Prof. Dr. Md Shahidul Ameen, Patrick D. Rozario, Syed Abu Sufian Kushol
Year:
2018
University:
BUET
[ From the student ]
The present is a time, where no fixed guideline remains as to from what point of view a project should be understood or observed. Whether it be an engineer or an architect, we are to find that grey area in between, which maximizes the output of the objectives to be achieved.
This project is based on the concept, ‘Assemblage’ which is an ontological framework developed by Giles Deleuze and Felix Guattari, originally presented in their book “A thousand plateaus(1980)”. Assemblage theory provides a bottom-up framework for analyzing social complexity by emphasizing fluidity, exchangeability, and multiple functionalities through entities and their connectivity.
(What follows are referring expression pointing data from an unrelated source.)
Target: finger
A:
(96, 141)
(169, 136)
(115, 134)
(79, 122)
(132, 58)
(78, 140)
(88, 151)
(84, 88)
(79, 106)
The concept of assemblage is being observed in a wide variety of fields in today’s time. Now the question arises whether the same concept can be applied to address the rapid growing disruptions in an urban context.
The tannery industry is one of the thousand industries which faces this form of disruption at a massive scale. And of the many proposals to tackle this disruption, the middle ground of assemblage seems to be one of the most reasonable ones in terms of solving this crisis from the basic core.
For the last 50 years, the tannery industry has grown with all its chain of networks in Hazaribag, which has eventually lead to manifold disruptions and adverse effect upon the environment, especially the Buriganga river. In recent years, the industry has been shifted to Savar with the aim of regenerating the tannery estate in a technologically advanced and environmentally sustainable way. But unfortunately most of the objectives are not achieved and with the exclusion of the social fabric of Hazaribag, the disruptions are forming with newer dimensions. The alarming part is that Dhaleswari is soon turning into the next Buriganga.
Now the main challenge was to design a new tannery estate at Savar, regaining the lost social fabric of Hazaribag and including the upcoming technologies for upgradation. The spatial design was generated following the five points of Rhizome from the assemblage theory, connection, heterogeneity, multiplicity, asignifying rupture, cartography, and decalcomania.
Starting from the building mass to the clusters and finally the entire master plan – these factors could actively decrease the predictable disruptions and generate opportunities for future adaptability from a single unit industry to the urban scale.